The given linear equations are 

$$\begin{gathered} x+\frac{y}{3}=-1 \\ \frac{x}{3}+\frac{y}{2}=1 \end{gathered}$$

To calculate the value of $y$, we have to eliminate the $x\text{'}s$ term. For which we will do the following changes in the equation, so that $x\text{'}s$ term can be easily eliminated.

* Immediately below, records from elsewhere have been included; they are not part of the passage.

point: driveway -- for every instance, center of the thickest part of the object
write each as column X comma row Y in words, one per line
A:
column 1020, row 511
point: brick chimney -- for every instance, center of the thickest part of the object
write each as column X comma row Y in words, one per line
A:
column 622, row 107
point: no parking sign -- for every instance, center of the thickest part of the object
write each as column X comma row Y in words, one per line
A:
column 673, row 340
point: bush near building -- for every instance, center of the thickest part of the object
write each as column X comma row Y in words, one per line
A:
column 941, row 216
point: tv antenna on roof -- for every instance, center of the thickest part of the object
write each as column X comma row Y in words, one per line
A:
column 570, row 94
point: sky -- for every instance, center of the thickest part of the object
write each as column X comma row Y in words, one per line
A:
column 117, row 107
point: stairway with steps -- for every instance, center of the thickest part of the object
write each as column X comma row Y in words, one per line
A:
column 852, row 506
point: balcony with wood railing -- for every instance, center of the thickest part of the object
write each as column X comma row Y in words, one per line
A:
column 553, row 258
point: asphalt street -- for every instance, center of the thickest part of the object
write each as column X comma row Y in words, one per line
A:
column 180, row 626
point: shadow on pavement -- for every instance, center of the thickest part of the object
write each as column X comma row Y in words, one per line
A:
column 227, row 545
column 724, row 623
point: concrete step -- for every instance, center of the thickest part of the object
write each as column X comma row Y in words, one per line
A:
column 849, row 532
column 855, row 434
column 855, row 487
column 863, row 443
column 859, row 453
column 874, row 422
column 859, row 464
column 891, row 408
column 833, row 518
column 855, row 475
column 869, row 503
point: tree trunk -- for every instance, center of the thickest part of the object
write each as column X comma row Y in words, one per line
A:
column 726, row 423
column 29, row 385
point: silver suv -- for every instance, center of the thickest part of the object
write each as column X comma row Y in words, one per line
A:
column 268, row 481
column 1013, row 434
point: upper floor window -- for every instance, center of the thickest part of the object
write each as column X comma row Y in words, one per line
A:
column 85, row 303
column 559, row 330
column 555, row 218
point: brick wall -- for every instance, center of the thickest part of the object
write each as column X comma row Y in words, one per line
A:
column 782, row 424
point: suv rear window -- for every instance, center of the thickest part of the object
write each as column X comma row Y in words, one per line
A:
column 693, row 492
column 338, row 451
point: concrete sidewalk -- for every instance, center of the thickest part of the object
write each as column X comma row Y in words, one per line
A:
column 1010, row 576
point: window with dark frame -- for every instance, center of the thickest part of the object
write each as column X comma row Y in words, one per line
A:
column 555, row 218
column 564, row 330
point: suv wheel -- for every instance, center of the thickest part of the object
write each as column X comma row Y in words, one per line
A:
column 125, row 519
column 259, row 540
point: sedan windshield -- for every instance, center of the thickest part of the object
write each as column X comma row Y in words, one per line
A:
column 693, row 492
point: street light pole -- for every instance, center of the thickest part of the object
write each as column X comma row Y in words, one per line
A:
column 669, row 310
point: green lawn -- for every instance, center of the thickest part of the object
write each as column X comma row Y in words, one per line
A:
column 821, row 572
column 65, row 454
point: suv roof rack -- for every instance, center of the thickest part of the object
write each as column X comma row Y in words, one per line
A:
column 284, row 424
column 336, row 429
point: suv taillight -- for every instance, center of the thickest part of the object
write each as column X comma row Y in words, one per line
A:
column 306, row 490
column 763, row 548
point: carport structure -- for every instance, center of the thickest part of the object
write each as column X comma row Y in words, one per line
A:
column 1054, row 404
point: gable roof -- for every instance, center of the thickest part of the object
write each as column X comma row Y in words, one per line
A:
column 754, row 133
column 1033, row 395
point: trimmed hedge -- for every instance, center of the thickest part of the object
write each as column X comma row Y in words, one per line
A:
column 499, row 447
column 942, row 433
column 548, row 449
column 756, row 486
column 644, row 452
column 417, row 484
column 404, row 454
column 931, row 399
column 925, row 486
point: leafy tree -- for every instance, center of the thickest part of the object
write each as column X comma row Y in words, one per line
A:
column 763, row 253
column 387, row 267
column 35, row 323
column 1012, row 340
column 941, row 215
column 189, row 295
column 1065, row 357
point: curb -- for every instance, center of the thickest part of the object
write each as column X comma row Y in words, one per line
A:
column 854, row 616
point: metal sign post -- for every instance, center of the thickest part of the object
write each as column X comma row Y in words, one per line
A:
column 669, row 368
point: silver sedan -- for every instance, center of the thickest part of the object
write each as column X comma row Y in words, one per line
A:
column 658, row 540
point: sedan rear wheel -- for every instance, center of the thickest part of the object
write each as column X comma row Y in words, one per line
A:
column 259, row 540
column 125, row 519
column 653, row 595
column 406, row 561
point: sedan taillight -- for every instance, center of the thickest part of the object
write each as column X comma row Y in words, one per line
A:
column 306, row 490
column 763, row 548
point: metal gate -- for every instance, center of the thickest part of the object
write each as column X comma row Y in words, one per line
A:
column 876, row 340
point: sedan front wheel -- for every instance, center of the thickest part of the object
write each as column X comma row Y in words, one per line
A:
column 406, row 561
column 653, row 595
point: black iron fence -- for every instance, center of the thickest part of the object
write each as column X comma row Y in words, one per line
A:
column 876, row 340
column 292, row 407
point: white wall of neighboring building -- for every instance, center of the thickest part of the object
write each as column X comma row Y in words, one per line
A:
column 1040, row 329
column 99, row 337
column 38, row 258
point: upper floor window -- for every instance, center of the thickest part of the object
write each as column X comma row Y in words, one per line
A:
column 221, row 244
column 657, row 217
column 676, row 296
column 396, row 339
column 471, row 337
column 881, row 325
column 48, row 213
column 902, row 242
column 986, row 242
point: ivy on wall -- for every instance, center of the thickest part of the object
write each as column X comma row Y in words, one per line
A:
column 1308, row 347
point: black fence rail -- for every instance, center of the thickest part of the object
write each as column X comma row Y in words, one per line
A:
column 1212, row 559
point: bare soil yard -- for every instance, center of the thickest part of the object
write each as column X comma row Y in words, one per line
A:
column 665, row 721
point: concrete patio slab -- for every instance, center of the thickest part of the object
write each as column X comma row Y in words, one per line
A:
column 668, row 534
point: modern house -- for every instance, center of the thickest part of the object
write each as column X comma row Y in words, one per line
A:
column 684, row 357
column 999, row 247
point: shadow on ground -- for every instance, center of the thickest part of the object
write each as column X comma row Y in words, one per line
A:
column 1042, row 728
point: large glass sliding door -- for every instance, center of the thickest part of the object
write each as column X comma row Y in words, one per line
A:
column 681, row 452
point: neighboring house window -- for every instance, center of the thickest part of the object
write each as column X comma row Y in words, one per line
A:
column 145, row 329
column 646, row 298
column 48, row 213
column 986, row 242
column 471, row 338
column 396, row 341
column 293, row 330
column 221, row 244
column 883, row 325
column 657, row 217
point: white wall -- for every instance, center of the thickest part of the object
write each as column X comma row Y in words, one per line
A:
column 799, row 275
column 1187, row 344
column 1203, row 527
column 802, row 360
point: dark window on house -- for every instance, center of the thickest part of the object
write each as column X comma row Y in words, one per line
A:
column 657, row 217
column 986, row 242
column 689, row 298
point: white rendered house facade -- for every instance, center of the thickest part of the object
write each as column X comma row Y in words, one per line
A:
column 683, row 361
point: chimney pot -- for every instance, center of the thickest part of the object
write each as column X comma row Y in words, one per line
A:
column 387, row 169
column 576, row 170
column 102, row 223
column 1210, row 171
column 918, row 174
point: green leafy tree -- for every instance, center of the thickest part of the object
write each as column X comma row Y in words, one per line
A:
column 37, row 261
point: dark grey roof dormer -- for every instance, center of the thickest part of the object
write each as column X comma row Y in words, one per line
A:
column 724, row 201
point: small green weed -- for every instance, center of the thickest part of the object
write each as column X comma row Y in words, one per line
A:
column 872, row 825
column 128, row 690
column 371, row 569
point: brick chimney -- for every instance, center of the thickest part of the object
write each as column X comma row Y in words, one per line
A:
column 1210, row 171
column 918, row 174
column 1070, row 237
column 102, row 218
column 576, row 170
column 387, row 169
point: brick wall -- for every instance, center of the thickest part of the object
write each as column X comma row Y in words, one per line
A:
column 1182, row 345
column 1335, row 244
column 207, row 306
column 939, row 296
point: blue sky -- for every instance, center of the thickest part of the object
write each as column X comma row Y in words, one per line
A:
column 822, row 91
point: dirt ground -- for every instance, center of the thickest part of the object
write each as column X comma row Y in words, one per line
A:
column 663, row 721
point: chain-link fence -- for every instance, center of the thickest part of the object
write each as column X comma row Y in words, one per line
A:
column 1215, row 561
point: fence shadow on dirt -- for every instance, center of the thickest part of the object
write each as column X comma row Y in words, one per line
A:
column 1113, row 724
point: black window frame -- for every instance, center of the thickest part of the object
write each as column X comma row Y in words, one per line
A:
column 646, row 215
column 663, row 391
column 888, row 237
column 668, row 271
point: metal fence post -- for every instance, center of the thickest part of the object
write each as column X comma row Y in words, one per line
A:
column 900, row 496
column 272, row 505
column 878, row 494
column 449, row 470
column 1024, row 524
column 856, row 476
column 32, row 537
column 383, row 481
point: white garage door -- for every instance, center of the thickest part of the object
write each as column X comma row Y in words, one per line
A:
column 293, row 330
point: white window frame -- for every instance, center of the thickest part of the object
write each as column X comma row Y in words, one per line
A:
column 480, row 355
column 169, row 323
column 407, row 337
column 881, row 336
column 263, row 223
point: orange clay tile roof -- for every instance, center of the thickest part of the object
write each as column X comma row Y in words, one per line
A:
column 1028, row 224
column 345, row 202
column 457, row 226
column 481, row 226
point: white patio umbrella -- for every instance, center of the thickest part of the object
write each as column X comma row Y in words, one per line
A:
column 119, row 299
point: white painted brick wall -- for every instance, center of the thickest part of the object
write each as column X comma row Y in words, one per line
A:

1) Multiply the second equation by -3

$$\begin{gathered} -3(\frac{x}{3}+\frac{y}{2}=1) \\ -x-\frac{3}{2}y=-3 \end{gathered}$$

2) now, the equations are 

$$\begin{gathered} x+\frac{y}{3}=-1 \\ -x-\frac{3}{2}y=-3 \end{gathered}$$

just add the above $2$ equations.

$x+\frac{y}{3}=-1-x-\frac{3}{2}y=-3-\frac{7}{6}y=-4$

        $$\begin{gathered} \frac{7}{6}y=4 \\ y=\frac{24}{7} \end{gathered}$$

As we have the value of $y$ now, we can use this value to calculate the value of $x$

We will put the value of $y$ in any equation and then calculate the value of $x$.

Let us take the equation

$x+\frac{y}{3}=-1$

put $y=\frac{24}{7}$

$$\begin{gathered} x+\frac{24}{21}=-1 \\ x+\frac{8}{7}=-1 \\ x=-1-\frac{8}{7} \\ x=-\frac{15}{7} \end{gathered}$$

The solution of the above linear equation is $\left(\frac{-15}{7},\frac{24}{7}\right)$

Checking the solution by putting the value of $x,y$ in the equation, we get

$$\begin{gathered} \begin{array}{l}x+\frac{1}{3}y=-1\\ -\frac{15}{7}+\frac{1}{3}\left(\frac{24}{7}\right)=-1\\ -\frac{15}{7}+\frac{8}{7}=-1\\ \frac{-15+8}{7}=-1\end{array} \\ \frac{-7}{7}=-1 \\ -1=-1 \\ \begin{array}{l}\frac{1}{3}x+\frac{1}{2}y=1\\ \frac{1}{3}\left(\frac{-15}{7}\right)+\frac{1}{2}\left(\frac{24}{7}\right)=1\\ -\frac{5}{7}+\frac{12}{7}=1\\ \frac{-5+12}{7}=1\end{array} \\ \frac{7}{7}=1 \\ 1=1 \end{gathered}$$

This is true, hence the solution is correct.